Now, the database table satisfying 1NF.
Second Normal Form:
In 2NF, it should satisfy the following two conditions.
- It should satisfy the first normal form.
- No non-prime attribute is dependent on the proper subset of any candidate key in a table
Candidate key : A minimal set of attributes that can uniquely identify the row and it has to be not-null. Example - Student roll number in the student table.
Prime attribute : An attribute that is a part of any candidate key.
Example - Student roll number is a candidate key and student name is a prime attribute.
Non-prime attribute : An attribute that is not part of any candidate key.
Example - Student roll number is a candidate key and student address is a non-prime attribute.

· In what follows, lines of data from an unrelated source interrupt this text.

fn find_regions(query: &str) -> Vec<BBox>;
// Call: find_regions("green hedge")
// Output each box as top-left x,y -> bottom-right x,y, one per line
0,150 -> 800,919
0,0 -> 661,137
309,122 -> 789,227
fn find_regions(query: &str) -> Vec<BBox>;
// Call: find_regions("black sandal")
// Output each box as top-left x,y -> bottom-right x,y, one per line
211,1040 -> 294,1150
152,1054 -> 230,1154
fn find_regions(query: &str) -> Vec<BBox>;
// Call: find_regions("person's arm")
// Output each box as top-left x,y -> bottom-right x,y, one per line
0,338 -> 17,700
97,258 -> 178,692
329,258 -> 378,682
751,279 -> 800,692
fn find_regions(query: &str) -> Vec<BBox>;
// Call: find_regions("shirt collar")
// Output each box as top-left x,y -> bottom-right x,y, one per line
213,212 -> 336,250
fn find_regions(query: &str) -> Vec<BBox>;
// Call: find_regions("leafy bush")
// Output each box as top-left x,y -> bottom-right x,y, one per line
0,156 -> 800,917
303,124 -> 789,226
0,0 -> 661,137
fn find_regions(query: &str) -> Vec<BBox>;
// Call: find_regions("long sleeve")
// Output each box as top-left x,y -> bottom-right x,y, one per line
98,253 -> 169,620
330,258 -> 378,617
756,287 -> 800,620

Here, Customer ID and Store ID both are the primary keys which mean composite primary key and the location depends on the Store ID which is a part of a primary key. So, it is not satisfying the 2NF. Let’s break it into two tables.
Now, Store ID depends on the Customer ID in the purchase table and Location depends on the Store ID in the store table.
Third Normal Form:
In 3NF, it should satisfy the following two conditions.
- It should satisfy the second normal form.
- At least one of the functional dependencies between X and Y (X ->Y) should be happening.
-> X is a super key of the table.
-> Y is a prime attribute of the table.
Super key : A set of one or more attributes within a table whose values can uniquely identify the row. A candidate key is a super key but vice versa is not true.
In this table, Book ID determines Genre ID and Genre ID determines Genre type which means Book ID determines Genre type via Genre ID and we have a transitive functional dependency( X -> Z -> Y ). Here, the Genre type is a prime attribute. Let’s break it out,
Now, the book table has a functional dependency of X -> Z and the Genre table has a functional dependency of Z -> Y.
X — Book ID
Y — Genre ID
Z — Genre type
Boyce-Codd Normal Form:
It is an advanced version of 3NF that why it is also called as 3.5NF, it should satisfy the following two conditions.
- It should satisfy the third normal form.
- It should be in functional dependency X ->Y which is “ X should be the super key of the table ”.
In this table, the unique combination of Student and Course determines the Teacher and also Teacher determines the Course. The problem is, the teacher is not a super key but it determines the course. To satisfy the BCNF, we have to break the table.
Fourth Normal Form:
In 4NF, it should satisfy the following two conditions.
- It should satisfy the Boyce-Codd normal form.
- It should not contain more than one multivalued dependency.
Here, key columns are Student, major, and Hobby but this table defines two multivalued dependencies. The student defines a major and it also defines a hobby. So, let’s divide it.
Now, it is divided into two tables which are a major table and a hobby table.
Fifth Normal Form:
If a database is said to be in 5NF then it should satisfy the fourth normal form and if we decompose a table into furthermore tables to avoid redundancy and anomalies, then we can rejoin all the tables through candidate keys, “ we should not lose the original data and we should not add any new data also ”. Let’s take an example,
In this table, we have seller, company, and product columns. Here, Adhitya has the same company but different products, and Abhinav have different companies and different products. Now, we divide this table into two tables which are the seller-company table and seller-product table.
If we combine those two tables, we will lose some data. Here, Aman has only one company which is coca-cola and he has only one product so, we can join Aman’s details easily. Adhitya has only one company and he has three products so he definitely would have bought those products in one company then we can join these details also. Next, Abhinav has two companies and he has two products here, we can’t join Abhinav details without a company-product table.
Now, by referring to the Company-Product table we can easily join Abhinav details also.
To create an accurate database, we have to do a normalization process at a hierarchical level.